Newton's New Universe
1687 AD
1687 1687
00.03W51.25N
SCI

LONDON, ENGLAND
	Though he was bright, Isaac Newton was at the bottom of his class in Grantham, England. At least he was until one morning a bully beat him up.
	Newton was so angry he fought the boy again after school. He won, but wasn't satisfied with proving he was a better fighter. He decided to be a better student as well, and rose to the top of his class.
	Eventually Newton's mother took him out of school to help on the farm, but he never could concentrate on his work.
	Then his uncle came to visit one day and found Newton by a hedge working a math problem. Where the sheep he was watching had gone to was anybody's guess. Newton's uncle told his mother she was wasting her time trying to make him into a farmer, and suggested sending him to Cambridge University.

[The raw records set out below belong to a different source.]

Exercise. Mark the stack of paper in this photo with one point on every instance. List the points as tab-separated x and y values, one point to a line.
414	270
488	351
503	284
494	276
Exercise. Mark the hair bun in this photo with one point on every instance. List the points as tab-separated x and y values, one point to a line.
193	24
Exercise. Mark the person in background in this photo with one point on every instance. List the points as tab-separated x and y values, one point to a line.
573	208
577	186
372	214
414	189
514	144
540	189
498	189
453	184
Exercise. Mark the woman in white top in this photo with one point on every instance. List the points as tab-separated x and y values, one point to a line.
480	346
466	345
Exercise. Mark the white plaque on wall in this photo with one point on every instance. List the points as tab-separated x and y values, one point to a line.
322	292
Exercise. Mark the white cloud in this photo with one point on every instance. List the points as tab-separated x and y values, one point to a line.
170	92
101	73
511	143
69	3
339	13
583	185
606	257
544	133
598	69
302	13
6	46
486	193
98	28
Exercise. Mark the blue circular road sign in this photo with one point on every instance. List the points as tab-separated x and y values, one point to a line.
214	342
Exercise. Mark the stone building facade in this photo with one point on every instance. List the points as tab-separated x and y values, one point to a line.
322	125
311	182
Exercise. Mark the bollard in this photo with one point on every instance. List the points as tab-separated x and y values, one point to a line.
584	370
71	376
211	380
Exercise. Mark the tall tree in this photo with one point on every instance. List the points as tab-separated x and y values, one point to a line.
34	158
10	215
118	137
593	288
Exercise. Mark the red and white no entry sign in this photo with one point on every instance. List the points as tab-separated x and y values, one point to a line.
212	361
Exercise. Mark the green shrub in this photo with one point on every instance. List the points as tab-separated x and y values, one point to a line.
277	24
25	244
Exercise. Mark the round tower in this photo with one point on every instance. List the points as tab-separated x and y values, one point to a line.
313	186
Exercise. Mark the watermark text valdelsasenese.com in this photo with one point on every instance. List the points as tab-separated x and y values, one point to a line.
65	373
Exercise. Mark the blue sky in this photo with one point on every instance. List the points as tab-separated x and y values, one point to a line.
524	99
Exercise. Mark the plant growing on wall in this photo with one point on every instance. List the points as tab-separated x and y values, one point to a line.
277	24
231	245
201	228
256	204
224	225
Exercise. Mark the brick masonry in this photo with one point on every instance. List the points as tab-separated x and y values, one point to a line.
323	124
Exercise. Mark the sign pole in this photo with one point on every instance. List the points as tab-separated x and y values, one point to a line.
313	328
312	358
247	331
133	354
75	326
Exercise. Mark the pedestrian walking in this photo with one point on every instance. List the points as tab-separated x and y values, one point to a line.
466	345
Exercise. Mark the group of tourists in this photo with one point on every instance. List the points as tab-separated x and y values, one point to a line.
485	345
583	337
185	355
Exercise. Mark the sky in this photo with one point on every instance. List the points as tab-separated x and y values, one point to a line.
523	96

	Newton found a home at Cambridge. While there he discovered a method for calculating the area of curved objects or the volume of curved solids. (This process is now called calculus, the term used by Gottfried Leibniz, who discovered the process independently.)
	Newton also found that light does not pick up colors from the objects it strikes, as was commonly believed, but already has all colors in it.
	Newton went home to Woolsthorpe in 1665 to escape the Black Plague. While he was there, one story goes, he saw an apple fall from a tree and wondered why it fell straight down and not off to the side, or even up. Perhaps, he decided, the earth attracts the apple and the apple attracts the earth.
	His final explanation of this principle is in his greatest work, "Philosophiae Naturalis Principia Mathematica," or just "Principia," published in 1687.  This book explains that gravity holds the planets and suns in their orbits. It was the accepted explanation for the working of the universe for 200 years, until Albert Einstein introduced a new concept.
	In 1689 Newton was elected to Parliament, though he never spoke  except to ask a porter to close a window.
	Then, in 1705, Queen Anne visited Cambridge and made Newton a Knight of the Realm. Since then, he has always been known as Sir Isaac Newton.